The Ponderosa Stomp, with a more eclectic and trimmer lineup, rocked the Continental Club on Friday night, previewing the annual multi-stage, weekend version to be held in New Orleans on April 29 and 30.
The Ponderosa Stomp, with a more eclectic and trimmer lineup, rocked the Continental Club on Friday night, previewing the annual multi-stage, weekend version to be held in New Orleans on April 29 and 30. While portions of the show featured New Orleans artists, there was also vintage Philly soul, rockabilly and East Texas garage rock.
Barbara Mason, a Philly soul pioneer, delighted the packed house with her impeccable phrasing and lush delivery of her classic hits, “Yes, I’m Ready”, “Sad, Sad Girl” and a killer female version of the Billy Paul hit “Me and Mrs. Jones.” The Flaming Arrow Mardi Gras Indians donned full headdresses and robes for a rhythm-driven, chanting set.
The self-proclaimed king of New Orleans “gut bucket blues,” Little Freddie King, was 60 minutes of primal energy full of stripped down, ragged guitar playing and Chuck Berry-inspired stage antics.
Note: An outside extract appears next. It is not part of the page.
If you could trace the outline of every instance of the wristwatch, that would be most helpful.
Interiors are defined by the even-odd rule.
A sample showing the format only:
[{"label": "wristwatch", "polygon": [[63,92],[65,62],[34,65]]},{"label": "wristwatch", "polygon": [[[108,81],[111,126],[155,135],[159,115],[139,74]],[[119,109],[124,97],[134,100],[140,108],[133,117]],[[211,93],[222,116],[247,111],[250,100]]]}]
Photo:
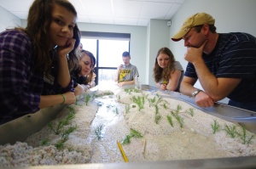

The influences of his cousin, Lightnin’ Hopkins, John Lee Hooker, and, of course, Texas blues giant Freddie King were evident throughout. New Orleans’ Michael Hurt and the Haunted Hearts followed King’s set with a dozen vintage rockabilly tunes.
Kenny and the Kasuals, a Dallas-based, regionally popular garage rock band from the 1960s, concluded the evening, mixing popular early rock n’ roll tunes with a few originals, including their one mega hit, “Journey to Tyme.”
The Stomp began with three southern soul artists: Wiley and the Checkmates from Mississippi, Herman Hitson from Atlanta, and Ralph “Soul” Jackson from Birmingham, Ala. They excelled in gaining audience participation for their dance numbers; all hands were in the air as Jackson concluded the party with a pulsating version of “Sunshine of Your Love.”